As you mentioned I never saw Solr crashing or eating up CPU, RAM. The file which I am indexing
is very small { it has ABC \n DEF}
My worry is Solr is not throwing any error, I kept the Log level to TRACE

Thanks & Regards,

-----Original Message-----
From: Markus Jelsma [] 
Sent: Wednesday, February 08, 2017 4:15 PM
Cc: Shawn Heisey <>
Subject: RE: DataImportHandler - Unable to load Tika Config Processing Document # 1

> Thank you I will follow Erick's steps
> BTW I am also trying to ingesting using Flume , Flume uses Morphlines 
> along with Tika Even Flume SolrSink will have the same issue?

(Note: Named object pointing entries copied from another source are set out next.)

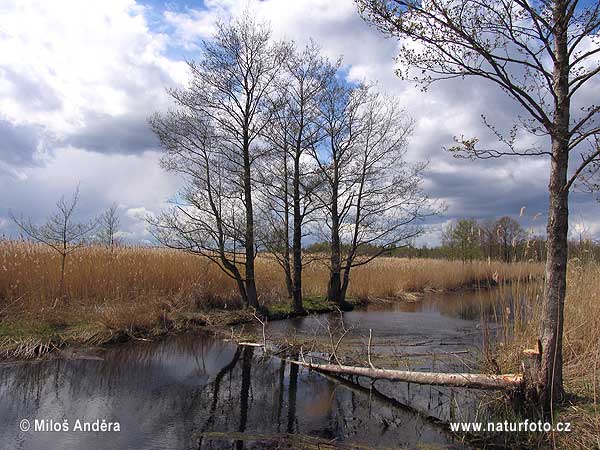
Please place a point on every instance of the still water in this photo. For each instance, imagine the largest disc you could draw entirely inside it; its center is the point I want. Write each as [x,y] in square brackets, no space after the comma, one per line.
[196,392]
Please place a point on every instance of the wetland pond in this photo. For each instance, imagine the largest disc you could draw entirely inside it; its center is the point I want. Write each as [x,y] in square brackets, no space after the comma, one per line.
[197,392]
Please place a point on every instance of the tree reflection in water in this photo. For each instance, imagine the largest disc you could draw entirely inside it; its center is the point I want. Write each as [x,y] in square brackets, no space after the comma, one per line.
[196,392]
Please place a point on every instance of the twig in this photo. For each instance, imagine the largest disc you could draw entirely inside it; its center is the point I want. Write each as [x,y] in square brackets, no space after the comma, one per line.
[369,350]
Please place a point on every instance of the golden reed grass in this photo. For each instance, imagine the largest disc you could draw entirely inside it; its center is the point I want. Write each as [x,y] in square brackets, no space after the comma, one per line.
[581,347]
[96,275]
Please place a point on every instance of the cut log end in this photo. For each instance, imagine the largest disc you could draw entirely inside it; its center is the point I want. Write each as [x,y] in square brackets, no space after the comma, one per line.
[465,380]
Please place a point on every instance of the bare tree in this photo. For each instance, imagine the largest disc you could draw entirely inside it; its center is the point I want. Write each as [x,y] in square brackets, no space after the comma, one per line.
[372,196]
[542,54]
[213,140]
[109,223]
[463,238]
[60,232]
[294,131]
[510,236]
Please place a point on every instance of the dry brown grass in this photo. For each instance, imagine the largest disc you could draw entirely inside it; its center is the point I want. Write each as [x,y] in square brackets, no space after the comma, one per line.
[96,276]
[135,290]
[581,349]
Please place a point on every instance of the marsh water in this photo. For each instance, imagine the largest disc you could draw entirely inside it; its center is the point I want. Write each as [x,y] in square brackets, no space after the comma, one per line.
[197,392]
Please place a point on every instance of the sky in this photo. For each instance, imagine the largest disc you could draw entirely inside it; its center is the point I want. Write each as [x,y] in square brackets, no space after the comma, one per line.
[78,80]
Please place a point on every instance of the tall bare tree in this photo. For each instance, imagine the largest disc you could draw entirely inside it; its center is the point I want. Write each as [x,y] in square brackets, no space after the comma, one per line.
[510,236]
[542,54]
[296,129]
[372,196]
[217,130]
[61,231]
[109,223]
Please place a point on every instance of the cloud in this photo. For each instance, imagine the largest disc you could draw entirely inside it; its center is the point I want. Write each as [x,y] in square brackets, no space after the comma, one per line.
[20,143]
[78,79]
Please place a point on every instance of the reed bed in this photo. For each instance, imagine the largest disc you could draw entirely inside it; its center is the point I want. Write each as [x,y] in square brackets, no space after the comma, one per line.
[140,290]
[519,322]
[96,275]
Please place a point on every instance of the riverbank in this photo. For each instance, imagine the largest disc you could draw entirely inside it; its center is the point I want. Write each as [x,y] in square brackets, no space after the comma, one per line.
[519,325]
[140,293]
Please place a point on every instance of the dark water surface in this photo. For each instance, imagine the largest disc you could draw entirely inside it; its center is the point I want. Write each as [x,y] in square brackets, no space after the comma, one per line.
[195,392]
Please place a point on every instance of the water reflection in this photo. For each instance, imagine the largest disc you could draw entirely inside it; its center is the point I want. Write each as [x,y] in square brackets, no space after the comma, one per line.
[197,393]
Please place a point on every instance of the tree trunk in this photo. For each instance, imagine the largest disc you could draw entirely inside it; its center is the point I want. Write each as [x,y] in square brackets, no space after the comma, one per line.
[297,239]
[63,261]
[334,287]
[556,280]
[558,223]
[467,380]
[289,283]
[252,298]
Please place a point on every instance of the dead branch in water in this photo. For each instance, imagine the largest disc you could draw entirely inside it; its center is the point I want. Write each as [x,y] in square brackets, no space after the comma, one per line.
[467,380]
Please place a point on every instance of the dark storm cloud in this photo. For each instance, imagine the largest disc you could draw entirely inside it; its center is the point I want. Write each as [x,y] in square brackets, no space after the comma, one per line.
[105,133]
[19,143]
[479,191]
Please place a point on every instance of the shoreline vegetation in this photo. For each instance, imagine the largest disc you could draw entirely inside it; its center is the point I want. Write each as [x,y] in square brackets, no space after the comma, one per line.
[113,295]
[141,293]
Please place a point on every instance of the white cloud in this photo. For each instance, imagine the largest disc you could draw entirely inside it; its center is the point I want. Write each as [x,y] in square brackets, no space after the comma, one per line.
[81,77]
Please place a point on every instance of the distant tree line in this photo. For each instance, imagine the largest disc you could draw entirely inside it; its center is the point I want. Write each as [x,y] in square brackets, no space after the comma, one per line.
[468,239]
[273,144]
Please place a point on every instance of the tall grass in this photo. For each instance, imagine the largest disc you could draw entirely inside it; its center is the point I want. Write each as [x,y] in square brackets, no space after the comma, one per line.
[519,325]
[96,275]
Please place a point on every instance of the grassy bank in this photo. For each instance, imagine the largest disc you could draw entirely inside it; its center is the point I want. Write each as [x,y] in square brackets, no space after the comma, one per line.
[138,292]
[581,352]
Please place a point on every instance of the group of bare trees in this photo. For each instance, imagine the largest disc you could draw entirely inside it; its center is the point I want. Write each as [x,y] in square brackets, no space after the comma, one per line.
[544,54]
[470,239]
[274,144]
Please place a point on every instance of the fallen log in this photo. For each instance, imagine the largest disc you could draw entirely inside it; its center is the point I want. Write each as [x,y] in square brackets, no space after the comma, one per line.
[466,380]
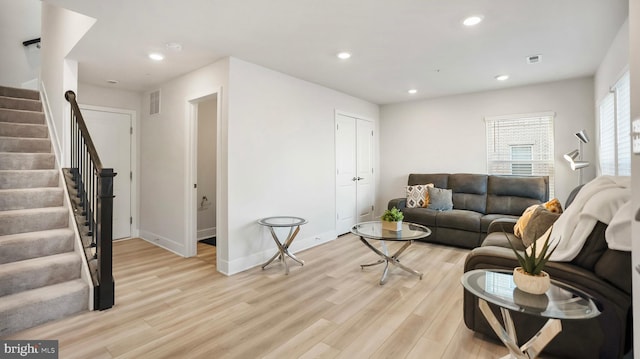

Yes, when using Tika you run the risk of it choking on a document, eating CPU and/or RAM until
everything dies. This is also true when you run it standalone. The problem is usually caused
by PDF and Office documents that are unusual, corrupt or incomplete (e.g. truncated in size)
or extremely large. But even ordinary HTML can get you into trouble due to extreme sizes or
very deep nested elements.

But, in general, it is not a problem you will experience frequently. We operate broad and
large scale web crawlers, ingesting all kinds of bad stuff all the time. The trick to avoid
problems is running each Tika parse in a separate thread, have a timer and kill the thread
if it reaches a limit. It can still go wrong, but trouble is very rare.

Running it standalone and talking to it over network is safest, but not very portable/easy
distributable on Hadoop or other platforms.